Would it have made any difference if I'd known several years earlier that I had an MPN ? it might not have made a great difference to my ultimate life expectancy , but knowing that I had a life limiting disease might well have altered some of the practical choices I made.

Keep in touch, and let us know how things work out.

Rachel

Shellbi6 years ago

Thank you. Interestingly enough, I had my dna raw data run thru Promethease and had 4 different SNP’s show homozygous for the JAK2 mutatation. Not sure exactly what that means and am planning on discussing this with the doctor at my next visit.

Wyebird6 years ago

Hopefully you will with a correct diagnosis be on the mend.

clubdino6 years ago

Wow...your story is very much like mine. My doctor also ignored my results for years until I called her out on it. My platelet count is in the same range as yours. I also have elevated WBC and neutrophils almost every time I've had labwork for the past 15 years. I also suffer from joint pain and low grade fevers off and on...mostly on. I don't have hemachromatosis though. I was iron deficient for some time. And I have an aunt with PV on my mothers side. I've had ET for 15 years. My platelets never have gone over 533k that I know of so it seems my ET is very slow moving. I'll be interested in knowing what you find out.

Shellbi6 years ago

Wow! Very similar indeed. I’m beginning to think I don’t have Hemochromatosis as my 23andme results did not show that I have either of the 2 main HFE mutations. If you don’t mind me asking; how old were you at diagnosis? I’m 53.

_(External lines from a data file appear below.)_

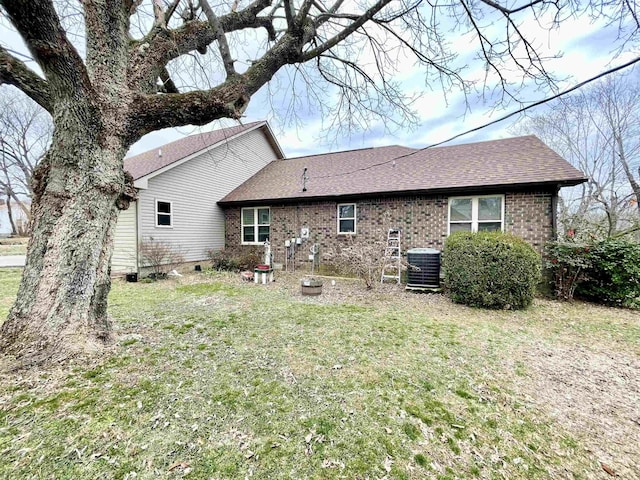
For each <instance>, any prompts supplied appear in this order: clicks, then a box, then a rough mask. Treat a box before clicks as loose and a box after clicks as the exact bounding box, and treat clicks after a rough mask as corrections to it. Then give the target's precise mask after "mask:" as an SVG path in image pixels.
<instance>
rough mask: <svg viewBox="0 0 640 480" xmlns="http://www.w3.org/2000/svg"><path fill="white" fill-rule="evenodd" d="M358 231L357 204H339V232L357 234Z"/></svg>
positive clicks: (340, 203)
mask: <svg viewBox="0 0 640 480" xmlns="http://www.w3.org/2000/svg"><path fill="white" fill-rule="evenodd" d="M355 233H356V204H355V203H340V204H338V234H340V235H355Z"/></svg>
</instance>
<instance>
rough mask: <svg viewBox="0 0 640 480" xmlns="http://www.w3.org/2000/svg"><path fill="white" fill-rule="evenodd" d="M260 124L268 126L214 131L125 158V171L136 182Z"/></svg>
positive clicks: (243, 125) (226, 129)
mask: <svg viewBox="0 0 640 480" xmlns="http://www.w3.org/2000/svg"><path fill="white" fill-rule="evenodd" d="M260 124H265V125H266V122H264V121H261V122H252V123H247V124H246V125H237V126H234V127H229V128H222V129H220V130H214V131H213V132H207V133H199V134H196V135H190V136H188V137H185V138H182V139H180V140H176V141H175V142H171V143H167V144H166V145H162V147H159V148H154V149H153V150H149V151H147V152H144V153H141V154H139V155H136V156H134V157H129V158H125V159H124V169H125V170H127V171H128V172H129V173H130V174H131V175H132V176H133V179H134V180H137V179H139V178H141V177H144V176H145V175H149V174H150V173H153V172H155V171H156V170H160V169H161V168H164V167H166V166H167V165H171V164H172V163H174V162H177V161H178V160H182V159H183V158H185V157H188V156H189V155H193V154H194V153H196V152H199V151H200V150H203V149H205V148H207V147H210V146H212V145H215V144H216V143H219V142H222V141H224V140H226V139H228V138H229V137H233V136H234V135H237V134H239V133H242V132H245V131H247V130H251V129H253V128H254V127H256V126H258V125H260ZM160 150H161V151H162V156H160V155H159V151H160Z"/></svg>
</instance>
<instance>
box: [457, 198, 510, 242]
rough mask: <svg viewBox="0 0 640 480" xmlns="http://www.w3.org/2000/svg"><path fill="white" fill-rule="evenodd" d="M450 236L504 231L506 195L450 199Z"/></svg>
mask: <svg viewBox="0 0 640 480" xmlns="http://www.w3.org/2000/svg"><path fill="white" fill-rule="evenodd" d="M448 225H449V232H448V233H449V234H452V233H454V232H463V231H464V232H479V231H502V230H504V195H481V196H474V197H451V198H449V222H448Z"/></svg>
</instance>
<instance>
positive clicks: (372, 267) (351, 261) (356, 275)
mask: <svg viewBox="0 0 640 480" xmlns="http://www.w3.org/2000/svg"><path fill="white" fill-rule="evenodd" d="M385 247H386V242H376V241H364V240H354V239H349V243H348V244H347V245H345V246H341V247H337V248H334V247H332V248H329V249H328V250H327V252H326V257H325V258H326V259H327V262H329V263H331V264H332V265H333V266H334V267H335V268H336V269H337V270H338V271H340V272H345V273H349V274H352V275H355V276H356V277H358V278H361V279H362V280H364V283H365V285H366V286H367V288H373V286H374V285H375V284H376V283H377V282H379V281H380V275H381V274H382V267H383V266H384V264H385V258H384V250H385Z"/></svg>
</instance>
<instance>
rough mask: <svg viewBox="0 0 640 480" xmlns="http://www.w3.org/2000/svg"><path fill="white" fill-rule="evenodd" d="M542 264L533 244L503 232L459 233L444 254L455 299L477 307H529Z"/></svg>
mask: <svg viewBox="0 0 640 480" xmlns="http://www.w3.org/2000/svg"><path fill="white" fill-rule="evenodd" d="M541 264H542V260H541V257H540V255H539V254H538V253H537V252H536V251H535V250H534V249H533V247H531V245H529V244H528V243H527V242H525V241H524V240H522V239H521V238H519V237H516V236H515V235H511V234H509V233H502V232H478V233H471V232H456V233H454V234H452V235H450V236H449V237H448V238H447V240H446V242H445V247H444V251H443V269H444V273H445V284H446V286H447V288H448V290H449V293H450V295H451V298H452V300H453V301H454V302H457V303H463V304H465V305H471V306H474V307H483V308H495V309H522V308H526V307H528V306H529V305H531V302H532V301H533V296H534V294H535V291H536V287H537V285H538V282H540V271H541Z"/></svg>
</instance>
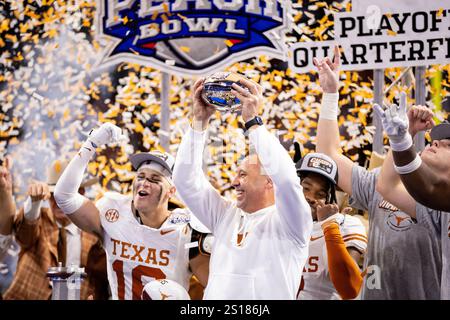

clubdino• in reply toShellbi6 years ago

I was around 26 when I was diagnosed.

hunter55826 years ago

Sounds like you are on the right track. Would expect that doc is checking for JAK2 mutation and possibly CALR and MPL. If you turn out JAK2+, be sure to have them do a JAK2 Mutation Quantitative Analysis. How many of the JAK2 alleles are mutated bears on your treatment if your are JAK2+. There is a rare form called Familial JAK2 that does occur. With a family hx of PV, it is worth being aware of. I am JAK2+ PV - first known in my family. Oddly, my daughter is also JAK2+, but is asymptomatic. My JAK2 burden = 25%, which has something to do with why my symptoms are so mild. Be ware that the JAK2 signaling system, in addition to increasing hematopoiesis, also can increase the production of inflammatory cytokines. Increased cytokine load is thought to be responsible for many of the secondary symptoms we all experience with MPNs. Hope you get some answers soon.

Anag6 years ago

Hi Shelbie and welcome! I didn’t mind your “book” 😁. I was shocked to hear about the thyroid removal! Actually horrified! I have Hashimoto’s. I know that when Hashimotos starts, there are already major problems with our immune system and our bodies start playing havoc. After years of havoc and finally ending up with ET as well, I went to a holistic doctor, a great dietician in addition to my hemo. I’m on the AutoImmune Paleo diet, eat almost only organic, take supplements, keep a check on my minerals, metals, vitamins and hormones. I’m trying to not just keep them in the normal range, but to get them in optimal range.Im also getting all mercury fillings out, carefully. Within 18 months, I have rid myself of so many deficiencies, cholesterine, brain fog, incontinence, swollen lymph nodes, depression, food intolerances, eczema, the list goes on. My blood is also better. Energy better. Nerves better. Everyone, who I see with so many different things going on as you and myself, has a basic immune problem that conventional doctors have no idea about. They can only treat with drugs, which make us more sick. Try to find someone to get to the bottom of your body’s functional household and get your body back on track. I wish you all the best.

Shellbi6 years ago

Thank you all for your kind replies! I will update when I know more.